Angin semilir, suara deburan ombak, nikmat sekali. Kembali kubaca buku di depanku. Anak Semua Bangsa, tetralogi Buru. Tak terhitung kawan-kawan yang menertawai. Pergi jauh-jauh ke Bali hanya untuk membaca di gazebo kecil. Ah kawan, sulit kujelaskan kalau dirimu bukan seorang penikmat kata-kata. Kepuasan tertinggi adalah mampu menikmati buku di tengah suasana asing. Meskipun aku tetap mencari tenda sepi di paling ujung.

Seorang pelayan melewatiku, dan memberikan sebongkah kelapa muda pada seorang gadis.

“Maaf, saya yang memesan duluan”, terpaksa, pantai selalu terasa gerah, termasuk Jimbaran.

Gadis itu menoleh. Wajahku rasanya panas, pasti memerah.

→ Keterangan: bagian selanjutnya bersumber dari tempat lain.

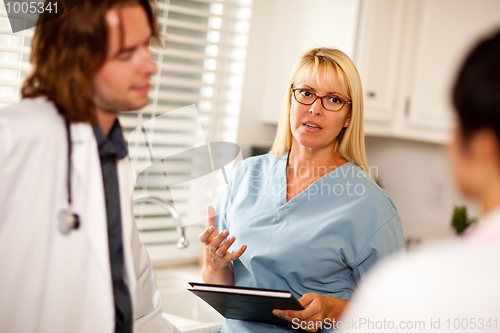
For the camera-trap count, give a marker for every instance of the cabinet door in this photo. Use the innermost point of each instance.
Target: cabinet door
(441, 32)
(378, 59)
(298, 26)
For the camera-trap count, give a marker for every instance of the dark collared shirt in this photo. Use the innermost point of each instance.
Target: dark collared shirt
(111, 150)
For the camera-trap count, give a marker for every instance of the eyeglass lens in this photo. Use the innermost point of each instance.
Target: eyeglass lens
(330, 102)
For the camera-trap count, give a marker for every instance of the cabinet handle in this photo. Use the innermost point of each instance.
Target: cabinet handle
(407, 107)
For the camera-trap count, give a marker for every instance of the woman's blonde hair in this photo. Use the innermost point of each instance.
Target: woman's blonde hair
(333, 66)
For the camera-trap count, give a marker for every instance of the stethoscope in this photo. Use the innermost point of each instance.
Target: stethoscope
(68, 220)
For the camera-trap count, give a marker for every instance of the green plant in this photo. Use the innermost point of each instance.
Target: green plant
(460, 221)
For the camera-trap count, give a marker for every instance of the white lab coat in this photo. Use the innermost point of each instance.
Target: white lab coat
(50, 282)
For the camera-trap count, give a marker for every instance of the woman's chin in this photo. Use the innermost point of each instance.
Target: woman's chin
(311, 144)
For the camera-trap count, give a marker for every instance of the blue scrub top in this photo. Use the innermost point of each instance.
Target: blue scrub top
(321, 241)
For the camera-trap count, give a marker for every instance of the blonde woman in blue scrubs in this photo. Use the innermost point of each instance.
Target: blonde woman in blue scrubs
(307, 217)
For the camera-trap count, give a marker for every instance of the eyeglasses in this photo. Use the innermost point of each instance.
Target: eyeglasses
(307, 97)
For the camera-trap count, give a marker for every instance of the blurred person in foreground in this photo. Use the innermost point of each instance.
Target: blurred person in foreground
(451, 287)
(94, 276)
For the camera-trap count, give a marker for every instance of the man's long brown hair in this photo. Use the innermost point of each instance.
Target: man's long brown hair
(67, 52)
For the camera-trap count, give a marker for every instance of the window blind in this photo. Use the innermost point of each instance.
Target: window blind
(201, 64)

Oh ibu, dia cantik sekali.

“Engg, gapapa deh, buat Mbak aja, saya bisa nahan haus kok”. Bisa nahan haus, bodoh sekali.

Tanpa berkata-kata, dia memunggungiku lagi.

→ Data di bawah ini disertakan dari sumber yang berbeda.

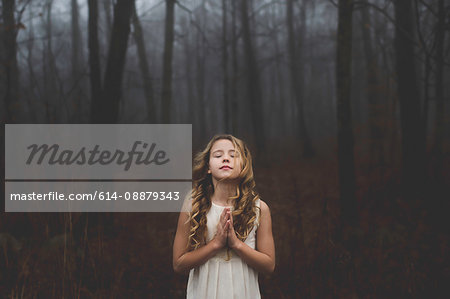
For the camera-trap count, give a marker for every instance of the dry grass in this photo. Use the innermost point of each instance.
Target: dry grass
(399, 252)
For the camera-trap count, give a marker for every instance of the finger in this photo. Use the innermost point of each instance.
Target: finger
(223, 217)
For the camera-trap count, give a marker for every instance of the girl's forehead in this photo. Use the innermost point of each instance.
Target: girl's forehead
(222, 144)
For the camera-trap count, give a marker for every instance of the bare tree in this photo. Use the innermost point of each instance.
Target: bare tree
(167, 60)
(253, 80)
(344, 117)
(297, 77)
(112, 90)
(143, 65)
(413, 147)
(11, 84)
(94, 61)
(439, 91)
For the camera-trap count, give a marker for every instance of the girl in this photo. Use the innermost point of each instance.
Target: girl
(224, 234)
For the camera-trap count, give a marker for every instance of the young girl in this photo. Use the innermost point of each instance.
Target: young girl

Wajahnya mengarah ke samping, arah pantai. Aku bisa melihat separuh parasnya, separuh bulan purnama. Wajah itu, wajah sendu. Rambut hitamnya tergerai ditiup angin, pandangannya menerawang. Senja di Jimbaran memang menjebak. Ada rasa hilang disana. Jingga, indah, namun lekas tertelan ombak untuk digantikan malam. Itukah yang kau risaukan?

Dia berdiri, berjalan ke arahku. Bulan purnama itu sempurna sudah. Bumi Manusia digenggamnya.

“Abang, saya boleh bertanya? Buku ini membingungkan, saya lihat abang sedang membaca buku keduanya”.

Aku tersenyum. Ternyata bukan senja yang kau pusingkan.

###

Tulisan ini menjadi pemenang CERMIN (Cerita Mini) edisi minggu pertama Juni 2013, yang diadakan Bentang Pustaka. Hope you enjoy it.